In Britain, it took just one school shooting to pass major gun control
As Americans continue to reel from the mass shooting in Uvalde, Texas that left 19 students and 2 teachers dead, headlines and commentators repeat a common refrain: The U.S is the only country where this happens.
Nowadays that may be true, but 26 years ago, it happened in Scotland. In March 1996, a gunman entered Dunblane Primary School, killing 16 students, a teacher, and injuring 15 others. To this day, it is the deadliest mass shooting in UK history.
But that's where the similarities end. In the aftermath of the shooting, parents in Dunblane were able to mobilize with the kind of effectiveness that has eluded American gun control activists. By the following year, Parliament had banned private ownership of most handguns, as well as semi-automatic weapons, and required mandatory registration for shotgun owners. There have been no school shootings in the U.K since then.
"The comparisons between the U.S. and Britain now should make shocking reading to anyone in America," says Mick North, whose five-year-old daughter, Sophie, was killed at Dunblane. He's one of the founding members of the group Gun Control Network, which advocated for new laws in the aftermath of the Dunblane shooting.
Over the past several years, England, Scotland and Wales combined have seen around thirty gun deaths a year. By comparison, according to the CDC, the number of murders involving firearms in the United States in 2020 was 19,384.
"Even setting aside the difference in the size of the country, that is a horrendous difference," says North.
At the time of the Dunblane shooting, he and other activists did face difficulties making their schools safer – including skepticism from members of the Royal Family. In an interview with the BBC, Prince Philip compared the banning of guns to the banning of cricket bats, saying that both had the potential for danger if misused. It's an argument that's similar to those made by the gun lobby in the United States.

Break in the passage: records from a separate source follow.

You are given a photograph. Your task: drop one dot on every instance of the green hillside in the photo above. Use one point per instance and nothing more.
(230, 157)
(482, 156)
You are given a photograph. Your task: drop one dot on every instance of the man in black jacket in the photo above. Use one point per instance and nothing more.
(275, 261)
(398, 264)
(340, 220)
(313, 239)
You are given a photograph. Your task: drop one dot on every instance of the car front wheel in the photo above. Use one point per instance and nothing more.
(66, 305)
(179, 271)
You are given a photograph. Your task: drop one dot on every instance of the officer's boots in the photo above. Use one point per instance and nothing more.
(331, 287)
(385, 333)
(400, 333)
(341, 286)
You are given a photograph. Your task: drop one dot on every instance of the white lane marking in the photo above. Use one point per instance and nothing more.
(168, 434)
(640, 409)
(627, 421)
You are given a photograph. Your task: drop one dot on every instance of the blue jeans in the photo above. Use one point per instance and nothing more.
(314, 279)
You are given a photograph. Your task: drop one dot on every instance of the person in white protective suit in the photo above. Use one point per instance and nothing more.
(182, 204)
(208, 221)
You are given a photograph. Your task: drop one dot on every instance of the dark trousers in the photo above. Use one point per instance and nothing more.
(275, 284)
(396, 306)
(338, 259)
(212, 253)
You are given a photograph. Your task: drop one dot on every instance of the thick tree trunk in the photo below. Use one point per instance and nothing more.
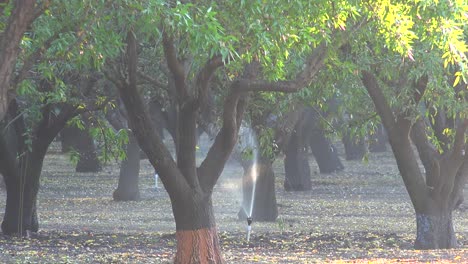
(20, 211)
(259, 198)
(83, 143)
(67, 138)
(22, 186)
(435, 231)
(378, 141)
(80, 141)
(197, 236)
(296, 166)
(324, 152)
(355, 149)
(127, 190)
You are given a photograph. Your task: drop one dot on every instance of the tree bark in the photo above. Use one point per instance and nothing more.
(378, 141)
(435, 231)
(433, 198)
(296, 164)
(259, 197)
(355, 149)
(127, 189)
(324, 152)
(196, 233)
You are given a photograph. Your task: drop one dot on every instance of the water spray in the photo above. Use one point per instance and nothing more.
(156, 176)
(249, 227)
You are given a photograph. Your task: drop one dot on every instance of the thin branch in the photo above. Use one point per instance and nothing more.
(174, 65)
(205, 74)
(420, 87)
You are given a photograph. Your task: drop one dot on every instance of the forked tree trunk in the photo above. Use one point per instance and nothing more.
(434, 197)
(378, 140)
(196, 233)
(83, 143)
(264, 207)
(324, 152)
(435, 231)
(20, 211)
(22, 182)
(127, 189)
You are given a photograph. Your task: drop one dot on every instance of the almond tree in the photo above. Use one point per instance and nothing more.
(420, 71)
(197, 40)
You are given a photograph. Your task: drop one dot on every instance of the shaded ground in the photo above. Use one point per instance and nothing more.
(360, 215)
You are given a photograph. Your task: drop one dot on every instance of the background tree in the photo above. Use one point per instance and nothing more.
(400, 76)
(192, 64)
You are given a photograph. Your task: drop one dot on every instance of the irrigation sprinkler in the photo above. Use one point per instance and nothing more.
(249, 227)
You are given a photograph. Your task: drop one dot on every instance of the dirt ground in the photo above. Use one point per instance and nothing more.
(360, 215)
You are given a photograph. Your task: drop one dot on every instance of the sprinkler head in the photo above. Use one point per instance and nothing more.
(249, 220)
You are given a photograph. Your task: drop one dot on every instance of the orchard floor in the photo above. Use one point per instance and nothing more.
(360, 215)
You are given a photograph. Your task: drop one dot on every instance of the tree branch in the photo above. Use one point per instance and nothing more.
(383, 108)
(152, 80)
(427, 152)
(205, 74)
(174, 65)
(143, 128)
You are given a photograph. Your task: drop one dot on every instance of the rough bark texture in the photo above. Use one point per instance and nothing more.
(435, 197)
(127, 189)
(21, 17)
(324, 152)
(83, 143)
(22, 175)
(378, 140)
(198, 246)
(435, 231)
(296, 164)
(264, 207)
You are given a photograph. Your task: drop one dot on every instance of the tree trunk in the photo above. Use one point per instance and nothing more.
(22, 186)
(263, 207)
(435, 231)
(21, 17)
(378, 141)
(80, 141)
(127, 190)
(296, 166)
(20, 211)
(355, 149)
(196, 233)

"The criticism of others that these people might choose some other means of causing harm doesn't really acknowledge how very dangerous guns are compared with other weapons," says North. "It is too easy for somebody to pick up something like a gun and cause havoc within seconds and certainly within minutes."
The strong heritage of gun ownership in the U.S. – and the Constitutional right to bear arms – is an obstacle that British gun control activists like North didn't have to wrestle with in the aftermath of the Dunblane shooting. And yet, he sees other countries with similar histories which have successfully passed strict gun control measures.
"Yes, the whole culture around guns is different in the U.S. But there are other countries in the world where there's a frontier mentality - shall we say, Canada, Australia - who have adopted tighter controls over guns," North says. "So I think America should perhaps be comparing itself not necessarily with Britain alone but with a whole range of countries who have unfortunately experienced mass shootings but only a small number of them."